Seit vielen Jahren hüten Hermann Terhörst und Karl Fischer das Archiv der Allgemeinen Schützengesellschaft. Dann und wann sind selbst der Präsident und der Alt-Kaiser überrascht, dass offenbar noch nicht alle Schätze gehoben sind. Gerade rechtzeitig vor dem großen Schützenfest vom 17. bis zum 20. Juli sind zwei historische Fotos aufgetaucht, die selbst den beiden Experten noch nicht bekannt waren.

LEGDEN

, 07.07.2015, 18:00 Uhr / Lesedauer: 2 min

Die Bilder stammen aus den Fotoalben der Familie Ewald Elpers. Sie zeigen die ersten beiden Schützenfeste der Legdener Bürgerschützen nach dem Ersten Weltkrieg, die in den Jahren 1924 und 1925 gefeiert wurden.

In den alten Schützenbüchern hallt der Schrecken des Krieges noch nach: "104 Männer gaben ihr Leben für das Vaterland hin. Die letzten Kriegsgefangenen kamen im Jahre 1920 zurück. Unsere Heimat wurde vom Kriege verschont. Der Rückzug unserer Truppen dauerte bis Mitte Dezember 1918. Viele Formationen durchzogen unser Dorf."

Junggesellenfest 1919

Die Junggesellenschützen indes waren früher als die Bürgerschützen in Feierlaune. Sie schossen bereits 1919 wieder auf den Vogel. Fotos gibt es von diesem Schützenfest nicht. Der Schneider FritzRathweg hat aber mit einer ausführlichen Schilderung dafür gesorgt, dass das Fest bildhaft lebendig wird. Der Bericht, den wir hier in Auszügen veröffentlichen zeigt: Manches war anders. Aber manches wird sicher genauso wie 1919 sein, wenn in der kommenden Woche gefeiert wird. Rathweg schrieb vor 96 Jahren:

"Die Schießwut der jungen Leute ließ sich durch dunkle Wolken nicht beeinflussen, und kurz nach 11 Uhr erwarb sich Willi Große Boymann durch einen guten Treffer die Königswürde. Unter dem Voranmarsch der Ahauser Musikkapelle, die zum Preis von 950 Mark die Musik stellte, ging der Zug zum Festlokal. Die gleich hinter Riesewick liegende Strickfabrik, die während des Krieges still gelegt war, war für die Tage aufs herrlichste ausgeschmückt, die Herren Festwirte Josef und Viktor Stegerhoff hatten den Raum in ein Paradies auf Erden umgewandelt."

"Die Liebe und der Suff"

Doch nicht nur der Saal und das am Ende gute Wetter sind nach Rathwegs Schilderung "schuld an der Großzügigkeit des Festes". Rathweg: "Nein, es war das erste Fest nach so langen Kriegsjahren, und alt und jung fühlte das Bedürfnis, die aufreibenden Sorgen der letzten Jahre von sich abzuschütteln.

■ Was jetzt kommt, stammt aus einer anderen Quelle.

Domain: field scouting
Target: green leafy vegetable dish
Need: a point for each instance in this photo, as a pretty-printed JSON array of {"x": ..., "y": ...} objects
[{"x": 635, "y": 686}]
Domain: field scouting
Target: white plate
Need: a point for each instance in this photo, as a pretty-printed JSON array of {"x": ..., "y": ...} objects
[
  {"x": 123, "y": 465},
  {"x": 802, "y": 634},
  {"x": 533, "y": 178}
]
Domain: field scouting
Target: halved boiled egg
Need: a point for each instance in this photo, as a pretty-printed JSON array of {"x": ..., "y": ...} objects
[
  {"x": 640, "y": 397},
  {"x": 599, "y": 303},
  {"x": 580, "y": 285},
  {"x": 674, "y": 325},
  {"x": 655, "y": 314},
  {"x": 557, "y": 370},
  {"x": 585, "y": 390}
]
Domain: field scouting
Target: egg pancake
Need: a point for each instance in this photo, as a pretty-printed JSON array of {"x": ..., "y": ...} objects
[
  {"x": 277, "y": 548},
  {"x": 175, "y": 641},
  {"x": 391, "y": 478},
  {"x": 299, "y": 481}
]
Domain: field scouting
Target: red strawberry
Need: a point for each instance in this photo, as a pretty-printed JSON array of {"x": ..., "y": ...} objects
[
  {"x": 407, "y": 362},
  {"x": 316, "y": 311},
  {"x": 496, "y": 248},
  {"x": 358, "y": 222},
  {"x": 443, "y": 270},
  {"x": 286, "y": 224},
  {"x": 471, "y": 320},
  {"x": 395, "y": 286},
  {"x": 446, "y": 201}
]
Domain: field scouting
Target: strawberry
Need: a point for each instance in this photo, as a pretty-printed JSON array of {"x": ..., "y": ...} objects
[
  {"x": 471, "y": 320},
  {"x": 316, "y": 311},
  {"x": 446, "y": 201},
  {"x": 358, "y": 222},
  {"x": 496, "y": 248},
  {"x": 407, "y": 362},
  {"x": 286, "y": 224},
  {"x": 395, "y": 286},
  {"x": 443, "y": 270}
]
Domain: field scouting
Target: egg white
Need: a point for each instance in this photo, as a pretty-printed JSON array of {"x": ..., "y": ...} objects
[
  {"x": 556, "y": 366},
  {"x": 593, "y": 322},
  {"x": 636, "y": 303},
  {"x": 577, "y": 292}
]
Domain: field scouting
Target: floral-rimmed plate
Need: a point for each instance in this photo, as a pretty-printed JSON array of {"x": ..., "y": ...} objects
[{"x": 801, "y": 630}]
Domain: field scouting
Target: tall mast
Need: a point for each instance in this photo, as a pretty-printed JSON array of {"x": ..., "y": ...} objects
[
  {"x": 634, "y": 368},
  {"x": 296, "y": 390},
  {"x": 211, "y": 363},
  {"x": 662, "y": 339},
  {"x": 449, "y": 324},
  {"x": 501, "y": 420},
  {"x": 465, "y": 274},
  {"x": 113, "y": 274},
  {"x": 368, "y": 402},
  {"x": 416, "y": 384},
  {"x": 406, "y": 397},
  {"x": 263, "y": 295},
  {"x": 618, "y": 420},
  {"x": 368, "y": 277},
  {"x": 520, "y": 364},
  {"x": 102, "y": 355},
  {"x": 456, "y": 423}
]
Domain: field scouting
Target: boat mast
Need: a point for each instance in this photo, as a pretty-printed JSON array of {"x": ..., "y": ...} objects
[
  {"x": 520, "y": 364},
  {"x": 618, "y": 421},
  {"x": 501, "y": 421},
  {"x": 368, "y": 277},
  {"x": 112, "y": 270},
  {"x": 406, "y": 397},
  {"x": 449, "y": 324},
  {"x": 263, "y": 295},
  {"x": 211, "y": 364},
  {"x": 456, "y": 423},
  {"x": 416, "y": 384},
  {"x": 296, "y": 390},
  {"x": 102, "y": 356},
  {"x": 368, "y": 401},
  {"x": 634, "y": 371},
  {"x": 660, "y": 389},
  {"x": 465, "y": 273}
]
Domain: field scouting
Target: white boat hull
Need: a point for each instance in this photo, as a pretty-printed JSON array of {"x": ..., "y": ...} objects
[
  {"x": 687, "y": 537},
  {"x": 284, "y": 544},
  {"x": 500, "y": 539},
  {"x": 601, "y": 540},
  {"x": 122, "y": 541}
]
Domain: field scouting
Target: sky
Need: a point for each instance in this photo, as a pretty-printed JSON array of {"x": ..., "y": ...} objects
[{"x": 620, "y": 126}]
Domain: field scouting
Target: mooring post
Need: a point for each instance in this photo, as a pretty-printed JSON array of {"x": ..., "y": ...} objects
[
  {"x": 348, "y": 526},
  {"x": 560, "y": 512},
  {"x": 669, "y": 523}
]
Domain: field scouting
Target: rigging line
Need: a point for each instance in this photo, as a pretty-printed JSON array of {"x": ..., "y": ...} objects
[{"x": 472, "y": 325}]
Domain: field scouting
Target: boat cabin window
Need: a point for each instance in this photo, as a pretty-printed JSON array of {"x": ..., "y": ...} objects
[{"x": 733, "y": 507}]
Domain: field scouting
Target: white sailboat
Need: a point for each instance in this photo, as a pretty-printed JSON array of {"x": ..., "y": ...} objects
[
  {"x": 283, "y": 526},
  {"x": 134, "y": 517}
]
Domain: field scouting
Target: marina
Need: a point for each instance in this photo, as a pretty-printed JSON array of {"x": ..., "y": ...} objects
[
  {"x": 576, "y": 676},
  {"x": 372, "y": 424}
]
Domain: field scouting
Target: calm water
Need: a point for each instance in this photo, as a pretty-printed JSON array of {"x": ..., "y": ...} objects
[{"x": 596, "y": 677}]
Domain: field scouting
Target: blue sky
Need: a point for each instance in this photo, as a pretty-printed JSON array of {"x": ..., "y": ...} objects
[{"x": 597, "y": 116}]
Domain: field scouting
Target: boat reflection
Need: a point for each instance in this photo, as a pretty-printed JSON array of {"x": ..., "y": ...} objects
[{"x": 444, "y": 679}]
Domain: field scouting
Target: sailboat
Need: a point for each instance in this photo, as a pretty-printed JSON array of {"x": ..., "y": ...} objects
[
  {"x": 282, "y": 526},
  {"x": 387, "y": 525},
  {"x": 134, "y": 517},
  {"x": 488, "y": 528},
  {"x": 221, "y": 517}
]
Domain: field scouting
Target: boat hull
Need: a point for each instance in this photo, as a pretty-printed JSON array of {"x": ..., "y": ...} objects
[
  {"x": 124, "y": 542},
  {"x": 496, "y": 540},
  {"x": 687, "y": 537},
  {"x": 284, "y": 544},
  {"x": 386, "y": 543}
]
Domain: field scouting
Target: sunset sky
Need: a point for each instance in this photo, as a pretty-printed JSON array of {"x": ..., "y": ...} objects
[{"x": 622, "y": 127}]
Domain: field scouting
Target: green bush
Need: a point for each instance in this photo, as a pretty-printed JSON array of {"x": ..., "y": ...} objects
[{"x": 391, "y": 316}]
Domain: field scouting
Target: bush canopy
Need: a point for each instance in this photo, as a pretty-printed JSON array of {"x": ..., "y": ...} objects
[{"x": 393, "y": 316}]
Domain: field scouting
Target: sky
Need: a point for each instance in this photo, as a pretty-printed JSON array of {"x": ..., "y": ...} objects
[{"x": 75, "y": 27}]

Sogar in den Nachbarorten hatte man dasselbe Gefühl. Von Ahaus kamen ganze Leiterwagen herangefahren und brachten junge und auch ältere Herren und Damen. Mancher Junggeselle konnten den Schlager der Kapelle ,Die Liebe und der Suff, die reiben den Menschen uff' aus ihrem Gedächtnis nicht wieder los werden."